# Intro to Data Science - Homework 4 - Spring 2025 - Wilmington College
## Due Date: April 07, 2025

### 1. **Customer Order Summary**
You are given two tables: `Customers` and `Orders`. The `Customers` table contains information about customers, including their ID and name, while the `Orders` table contains the details of their purchases. Your task is to generate a summary of orders for each customer.

#### Requirements:
1. Return each customer's name along with their total number of orders and total purchase amount.
2. If a customer has not placed any orders, return 0 for both `total_orders` and `total_amount`.

#### Input:
**Customers table:**
| customer_id | name    |
|------------|--------|
| 1          | Alice  |
| 2          | Bob    |
| 3          | Charlie |

**Orders table:**
| order_id | customer_id | amount |
|---------|-------------|--------|
| 101     | 1           | 200    |
| 102     | 1           | 150    |
| 103     | 2           | 300    |

#### Expected Output:
| name   | total_orders | total_amount |
|--------|-------------|--------------|
| Alice  | 2           | 350          |
| Bob    | 1           | 300          |
| Charlie | 0           | 0            |

**Hint:**
- You can count the number of orders for each customer and sum the purchase amount for each customer by using the groupby function.

- To do this, group the Orders table by customer_id. After grouping, count the order_id to get the total number of orders and sum the amount to get the total amount.

In [None]:
import pandas as pd

#  Customers and Orders 
customers_data = {
    "customer_id": [1, 2, 3],
    "name": ["Alice", "Bob", "Charlie"]
}
orders_data = {
    "order_id": [101, 102, 103],
    "customer_id": [1, 1, 2],
    "amount": [200, 150, 300]
}

# DataFrames
customers_df = pd.DataFrame(customers_data)
orders_df = pd.DataFrame(orders_data)

# Group orders by customer_id to get total orders and total amount
order_summary = orders_df.groupby("customer_id").agg(
    total_orders=pd.NamedAgg(column="order_id", aggfunc="count"),
    total_amount=pd.NamedAgg(column="amount", aggfunc="sum")
).reset_index()

# Merging
result_q1 = pd.merge(customers_df, order_summary, on="customer_id", how="left").fillna(0)
result_q1["total_orders"] = result_q1["total_orders"].astype(int)
result_q1["total_amount"] = result_q1["total_amount"].astype(int)

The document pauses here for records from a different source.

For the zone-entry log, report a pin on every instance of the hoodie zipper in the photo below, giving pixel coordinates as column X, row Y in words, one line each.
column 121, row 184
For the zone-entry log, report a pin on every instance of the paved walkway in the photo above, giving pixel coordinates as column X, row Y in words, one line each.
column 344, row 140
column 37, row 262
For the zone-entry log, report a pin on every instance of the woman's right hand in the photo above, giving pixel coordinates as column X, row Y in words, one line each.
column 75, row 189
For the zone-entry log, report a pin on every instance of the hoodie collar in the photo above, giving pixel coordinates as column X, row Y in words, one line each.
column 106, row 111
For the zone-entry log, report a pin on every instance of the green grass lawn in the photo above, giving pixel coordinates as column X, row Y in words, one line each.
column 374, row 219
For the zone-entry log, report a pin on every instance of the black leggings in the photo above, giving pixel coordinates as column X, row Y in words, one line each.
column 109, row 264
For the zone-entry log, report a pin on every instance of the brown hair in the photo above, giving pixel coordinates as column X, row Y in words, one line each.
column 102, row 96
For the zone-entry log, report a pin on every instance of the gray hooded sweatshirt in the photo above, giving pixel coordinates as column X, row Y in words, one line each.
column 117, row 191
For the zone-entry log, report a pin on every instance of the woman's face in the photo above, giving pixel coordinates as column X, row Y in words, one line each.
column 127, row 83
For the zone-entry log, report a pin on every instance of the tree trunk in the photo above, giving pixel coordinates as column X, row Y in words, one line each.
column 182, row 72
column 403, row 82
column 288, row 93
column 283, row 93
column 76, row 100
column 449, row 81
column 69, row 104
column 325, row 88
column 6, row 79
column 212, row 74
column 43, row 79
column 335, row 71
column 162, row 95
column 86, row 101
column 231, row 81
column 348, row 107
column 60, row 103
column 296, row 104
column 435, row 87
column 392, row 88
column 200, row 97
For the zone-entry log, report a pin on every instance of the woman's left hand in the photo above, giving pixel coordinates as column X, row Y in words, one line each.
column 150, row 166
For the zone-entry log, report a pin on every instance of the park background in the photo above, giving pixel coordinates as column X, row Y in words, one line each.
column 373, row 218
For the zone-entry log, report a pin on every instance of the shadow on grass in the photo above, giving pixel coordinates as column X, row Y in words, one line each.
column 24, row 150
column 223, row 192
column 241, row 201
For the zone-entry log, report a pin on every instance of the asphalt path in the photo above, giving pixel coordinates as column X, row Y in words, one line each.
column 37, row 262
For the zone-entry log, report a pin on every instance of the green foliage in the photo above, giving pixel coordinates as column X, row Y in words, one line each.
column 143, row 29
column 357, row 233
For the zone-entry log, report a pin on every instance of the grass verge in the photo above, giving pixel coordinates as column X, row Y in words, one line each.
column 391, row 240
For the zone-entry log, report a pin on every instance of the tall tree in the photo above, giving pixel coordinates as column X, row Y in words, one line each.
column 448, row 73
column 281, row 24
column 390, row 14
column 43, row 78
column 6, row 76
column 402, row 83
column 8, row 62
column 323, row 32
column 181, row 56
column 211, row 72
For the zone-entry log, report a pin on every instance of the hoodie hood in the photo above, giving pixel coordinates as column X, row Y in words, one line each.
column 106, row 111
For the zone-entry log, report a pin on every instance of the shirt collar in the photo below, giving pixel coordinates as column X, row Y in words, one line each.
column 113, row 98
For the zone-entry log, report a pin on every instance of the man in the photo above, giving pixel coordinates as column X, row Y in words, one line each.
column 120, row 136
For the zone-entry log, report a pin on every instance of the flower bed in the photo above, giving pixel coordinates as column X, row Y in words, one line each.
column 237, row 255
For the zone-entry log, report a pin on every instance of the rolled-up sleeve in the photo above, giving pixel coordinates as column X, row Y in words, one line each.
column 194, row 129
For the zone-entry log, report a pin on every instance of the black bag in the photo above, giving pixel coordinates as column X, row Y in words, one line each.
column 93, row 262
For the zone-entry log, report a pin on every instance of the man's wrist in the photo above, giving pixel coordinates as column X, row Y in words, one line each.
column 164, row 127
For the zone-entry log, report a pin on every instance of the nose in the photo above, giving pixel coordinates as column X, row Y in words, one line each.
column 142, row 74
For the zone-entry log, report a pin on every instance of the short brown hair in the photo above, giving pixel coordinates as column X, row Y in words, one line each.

final_result_q1 = result_q1[["name", "total_orders", "total_amount"]]

print(final_result_q1)


      name  total_orders  total_amount
0    Alice             2           350
1      Bob             1           300
2  Charlie             0             0


### 2. **High-Performing Employees**
Given an `Employees` table that contains employee performance scores and departments, identify employees who have a performance score greater than the department average.

#### Requirements:
1. Calculate the average performance score for each department.
2. Identify employees whose score is greater than their department’s average.
3. Return their name, department, and performance score.

#### Input:
**Employees table:**
| emp_id | name    | department | performance_score |
|--------|---------|------------|-------------------|
| 1      | Alice   | Sales      | 80                |
| 2      | Bob     | Sales      | 75                |
| 3      | Charlie | HR         | 90                |
| 4      | David   | HR         | 85                |
| 5      | Eve     | Sales      | 95                |

#### Expected Output:
| name   | department | performance_score |
|--------|------------|-------------------|
| Alice  | Sales      | 80                |
| Charlie| HR         | 90                |

In [None]:
import pandas as pd

#  Employees 
employees_data = {
    "emp_id": [1, 2, 3, 4, 5],
    "name": ["Alice", "Bob", "Charlie", "David", "Eve"],
    "department": ["Sales", "Sales", "HR", "HR", "Sales"],
    "performance_score": [80, 75, 90, 85, 95]
}

employees_df = pd.DataFrame(employees_data)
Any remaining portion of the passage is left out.